Tentative d’extorsion ou coup monté ? La question agite le landerneau politico-médiatique depuis que deux journalistes français sont accusés d’avoir fait chanter le roi du Maroc. Auteurs de plusieurs livres, Eric Laurent et Catherine Graciet auraient demandé à l’entourage de Mohammed VI trois millions d’euros contre le retrait d’un ouvrage compromettant pour le régime. Interpellés jeudi, ils étaient toujours en garde à vue au siège de la PJ parisienne vendredi.
Que s’est-il passé ?
Le 23 juillet, Eric Laurent contacte le cabinet royal marocain pour solliciter un entretien avec un représentant du Palais. Le journaliste, qui dit préparer un livre, explique avoir «des choses importantes à demander». Jusqu'ici, rien d'incroyable : les éditions du Seuil confirment l'existence de cet ouvrage consacré à «M6», dont la sortie était prévue début 2016.
Le 11 août, une première rencontre est organisée à Paris avec un avocat marocain proche du régime. C’est là qu’Eric Laurent aurait proposé à son interlocuteur de ne pas publier le livre en échange de trois millions d’euros. La réaction marocaine ne se fait pas attendre : dix jours plus tard, une plainte est déposée pour le compte du roi au parquet de Paris, qui ouvre aussitôt une enquête préliminaire et confie les investigations à la Brigade de répression de la délinquance contre la personne (BRDP).

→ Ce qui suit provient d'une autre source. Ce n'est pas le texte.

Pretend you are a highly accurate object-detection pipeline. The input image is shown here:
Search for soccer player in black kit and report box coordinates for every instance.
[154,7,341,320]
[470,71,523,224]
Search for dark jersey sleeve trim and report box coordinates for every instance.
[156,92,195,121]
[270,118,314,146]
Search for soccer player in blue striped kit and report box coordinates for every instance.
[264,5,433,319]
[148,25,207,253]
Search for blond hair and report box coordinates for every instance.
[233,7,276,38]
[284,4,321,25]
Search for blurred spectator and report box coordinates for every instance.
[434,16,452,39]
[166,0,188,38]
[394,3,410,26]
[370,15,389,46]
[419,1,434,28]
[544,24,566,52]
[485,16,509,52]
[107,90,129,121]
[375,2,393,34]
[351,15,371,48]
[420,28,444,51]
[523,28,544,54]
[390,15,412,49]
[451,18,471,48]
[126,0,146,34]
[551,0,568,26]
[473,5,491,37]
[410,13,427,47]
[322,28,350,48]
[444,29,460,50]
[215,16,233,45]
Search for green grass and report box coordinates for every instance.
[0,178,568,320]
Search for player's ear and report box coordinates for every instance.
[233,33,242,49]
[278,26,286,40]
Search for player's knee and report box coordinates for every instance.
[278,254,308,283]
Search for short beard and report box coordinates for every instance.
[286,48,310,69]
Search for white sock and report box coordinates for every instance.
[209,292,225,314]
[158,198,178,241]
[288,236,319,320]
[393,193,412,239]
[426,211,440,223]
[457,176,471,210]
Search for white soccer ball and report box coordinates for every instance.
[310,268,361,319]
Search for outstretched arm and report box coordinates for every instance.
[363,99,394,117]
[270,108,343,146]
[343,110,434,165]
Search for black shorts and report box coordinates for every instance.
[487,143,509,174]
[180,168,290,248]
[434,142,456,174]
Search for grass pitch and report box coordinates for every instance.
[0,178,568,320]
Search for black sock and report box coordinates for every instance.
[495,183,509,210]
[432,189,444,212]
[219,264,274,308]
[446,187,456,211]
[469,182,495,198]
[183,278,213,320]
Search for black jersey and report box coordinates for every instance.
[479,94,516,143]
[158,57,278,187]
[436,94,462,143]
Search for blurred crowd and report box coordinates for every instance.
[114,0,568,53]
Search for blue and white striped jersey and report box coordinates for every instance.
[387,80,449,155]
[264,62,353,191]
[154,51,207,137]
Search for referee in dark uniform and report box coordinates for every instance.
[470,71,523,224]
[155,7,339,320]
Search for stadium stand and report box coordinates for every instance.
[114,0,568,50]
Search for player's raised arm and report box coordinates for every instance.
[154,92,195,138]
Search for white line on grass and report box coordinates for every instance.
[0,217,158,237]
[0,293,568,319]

Les policiers vont alors organiser un nouveau rendez-vous afin de piéger le suspect. Sans se douter que la rencontre est enregistrée, le journaliste réitère son offre auprès de l’émissaire marocain. Une preuve suffisante pour le parquet, qui ouvre dans la foulée une information judiciaire pour tentative d’extorsion de fonds et tentative de chantage, confiée à trois juges d’instruction parisiens.
A ce stade de l’enquête, plusieurs éléments accablent Eric Laurent mais rien ne permet de mouiller sa coauteure, Catherine Graciet. Les policiers veulent en avoir le cœur net. Quelques jours plus tard, un ultime rendez-vous est fixé dans un hôtel parisien en compagnie des deux journalistes.
Ce jour-là, selon une source proche du dossier, il y a bien une «remise et acceptation d'une somme d'argent». Le tandem aurait accepté de se partager deux millions d'euros avec une avance reçue de 80 000 euros. «Les deux journalistes ont en outre signé un contrat dans lequel ils s'engagent à ne pas publier leur livre», précise Me Eric Dupond-Moretti, avocat du Maroc, qui dénonce un «racket digne de voyous».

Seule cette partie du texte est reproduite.